Actually, antidotes increase threshold of toxicity without affecting the concentration of poisons at the effector sites by the following mechanisms:
(i) They directly antagonize the system affected by the poisons and enhance a physiologically opposing system, and
(ii) They block the response exerted by the poisons on some physiological mechanism.
Antidotal procedures—where the toxicity levels of the poisons are elevated by specific antidotes — are termed elevating threshold level of toxicity of poisons.
Various physiological antidotes are used to elevate threshold level of toxicity.
Some important physiological antidotes are described below which elevate threshold level of toxicity or produce opposite physiological function to that of poison molecule:
(I) Atropine for Morphine Poisoning:
Morphine depresses respiratory center, initiates unconsciousness and death. As a physiological antidote, atropine stimulates respiratory center and thus prevents unconsciousness.

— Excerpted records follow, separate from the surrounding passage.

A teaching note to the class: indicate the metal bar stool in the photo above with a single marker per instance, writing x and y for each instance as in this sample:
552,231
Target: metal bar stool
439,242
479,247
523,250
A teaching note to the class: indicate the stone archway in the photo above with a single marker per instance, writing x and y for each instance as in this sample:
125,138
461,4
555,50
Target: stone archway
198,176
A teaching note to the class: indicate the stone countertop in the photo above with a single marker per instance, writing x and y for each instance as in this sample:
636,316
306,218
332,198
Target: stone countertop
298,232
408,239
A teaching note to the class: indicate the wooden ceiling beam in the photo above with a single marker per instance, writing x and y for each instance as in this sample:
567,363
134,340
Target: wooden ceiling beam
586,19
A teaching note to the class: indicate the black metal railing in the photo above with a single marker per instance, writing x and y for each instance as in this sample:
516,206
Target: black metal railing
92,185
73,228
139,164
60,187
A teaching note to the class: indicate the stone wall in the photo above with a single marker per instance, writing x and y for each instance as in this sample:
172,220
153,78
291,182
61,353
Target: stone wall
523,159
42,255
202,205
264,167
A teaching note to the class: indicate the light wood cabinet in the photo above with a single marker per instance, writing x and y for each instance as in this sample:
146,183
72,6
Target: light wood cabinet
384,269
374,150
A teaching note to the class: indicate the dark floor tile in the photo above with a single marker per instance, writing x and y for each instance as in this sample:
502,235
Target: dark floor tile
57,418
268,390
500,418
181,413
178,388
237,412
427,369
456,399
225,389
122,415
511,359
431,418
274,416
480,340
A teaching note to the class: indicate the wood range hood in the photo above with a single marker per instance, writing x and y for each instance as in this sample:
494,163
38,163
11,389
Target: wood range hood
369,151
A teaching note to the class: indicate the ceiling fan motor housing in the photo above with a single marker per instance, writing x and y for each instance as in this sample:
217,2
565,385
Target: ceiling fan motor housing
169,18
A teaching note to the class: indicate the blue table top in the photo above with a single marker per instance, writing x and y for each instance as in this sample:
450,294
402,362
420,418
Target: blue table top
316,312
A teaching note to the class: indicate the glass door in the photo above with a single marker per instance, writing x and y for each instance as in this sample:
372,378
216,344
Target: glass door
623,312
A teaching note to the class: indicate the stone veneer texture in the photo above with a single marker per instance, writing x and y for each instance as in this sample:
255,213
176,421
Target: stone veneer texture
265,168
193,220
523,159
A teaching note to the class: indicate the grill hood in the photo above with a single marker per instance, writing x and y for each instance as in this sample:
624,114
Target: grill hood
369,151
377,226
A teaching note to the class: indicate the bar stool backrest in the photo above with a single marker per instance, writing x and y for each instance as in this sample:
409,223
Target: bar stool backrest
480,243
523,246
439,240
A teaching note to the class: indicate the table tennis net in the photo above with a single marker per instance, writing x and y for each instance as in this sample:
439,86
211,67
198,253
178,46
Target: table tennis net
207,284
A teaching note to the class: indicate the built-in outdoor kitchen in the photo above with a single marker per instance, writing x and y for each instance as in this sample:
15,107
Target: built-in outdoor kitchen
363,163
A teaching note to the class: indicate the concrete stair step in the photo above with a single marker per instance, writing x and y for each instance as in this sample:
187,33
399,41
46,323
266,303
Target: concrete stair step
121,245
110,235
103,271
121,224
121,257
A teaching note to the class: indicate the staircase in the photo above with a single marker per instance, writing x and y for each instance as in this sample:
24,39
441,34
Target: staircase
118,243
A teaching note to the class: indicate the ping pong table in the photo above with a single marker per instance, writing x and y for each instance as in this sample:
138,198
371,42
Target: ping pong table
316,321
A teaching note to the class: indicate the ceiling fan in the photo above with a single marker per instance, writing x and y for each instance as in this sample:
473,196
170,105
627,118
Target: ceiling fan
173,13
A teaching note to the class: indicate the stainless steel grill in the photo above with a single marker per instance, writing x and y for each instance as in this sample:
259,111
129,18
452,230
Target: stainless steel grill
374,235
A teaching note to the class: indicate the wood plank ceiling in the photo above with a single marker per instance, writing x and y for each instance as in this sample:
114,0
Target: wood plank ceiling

(II) Atropine for Pilocarpine Poisoning:
Pilocarpine produces miosis, i.e., contraction of the eye. As a physiological antidote, atropine produces mydriasis, i.e., dilation and thus inhibits miosis.
(III) Coramine, Caffine, Cardiazole and Strychnine for Morphine Poisoning:
Morphine depresses respiratory centre, initiates unconsciousness and death.
The mentioned three physiological antidotes raise the sensitivity of the respiratory center and bring back normal blood pH.
(IV) Naloxone for Morphine Poisoning:
Naloxone exerts same effects as atropine.
(V) Nalorphine for Morphine Poisoning:
As morphine exerts Cheyne-Stokes respiration, the nalorphine given intravenously prevents deleterious effects of morphine by stimulating respiratory center.
(VI) Thiamine Hydrochloride for Ethyl Alcohol Poisoning:
Thiamine hydrochloride diminishes the toxicity of ethyl alcohol and helps its excretion in urine.
(VII) Calcium for Magnesium Poisoning:
Magnesium has been known to cause depression of CNS and paralysis of motor neurons. Calcium as physiological antidote exerts opposite effect and reduces magnesium poisoning.
(VIII) Calcium for Lead Poisoning:
Lead, after deposition in bones, causes damage to bone. Calcium intake in equal doses helps in repairing bones.
(IX) Sodium Thiosulphate and Dicobalt EDTA for Cyanide Poisoning:
Cyanide exerts toxicity to cellular respiration. The physiological antidotes named above produce stimulation of cellular respiratory system.
(X) Niacinamide for Vacor (Rodenticide) Poisoning:
Vacor, a popular rodenticide, acts on NAD and obstructs their functions. Niacinamide counters the destructed NAD and helps in formation of normal NAD.
(XI) Atropine and Phenobarbital for BHC Poisoning:
BHC, a widespread organochlorine insecticide, poisons the nervous system and raises the B.P. Atropine prevents nerve poisoning and phenobarbital lowers the B.P. These two thus act as physiological antidotes.
(XII) Pyridoxine Aldosine Methiodide (PAM) for Organophosphorus Insecticide Poisoning:
Organophosphorus insecticides actually block action of cholinesterase enzyme and thus raise action of acetylcholine that produces excessive muscular activity. PAM as a physiological antidote inhibits release of acetylcholine and prevents muscular convulsions.
(XIII) Inhalation of O2 with 7% CO2 for Respiratory Poisons like CO and HCN:
CO and HCN convert hemoglobin into methemoglobin and inhibit normal gaseous transport. O2 with 7% CO2, when inhaled, stimulates respiratory center of brain and raises the rate of respiration. In this way it lowers the toxicity of CO and HCN.
(XIV) Picrotoxin for Barbiturate Poisoning:
Barbiturate acts as a muscle poison by depressing muscular activity. Picrotoxin produces strong muscular convulsions.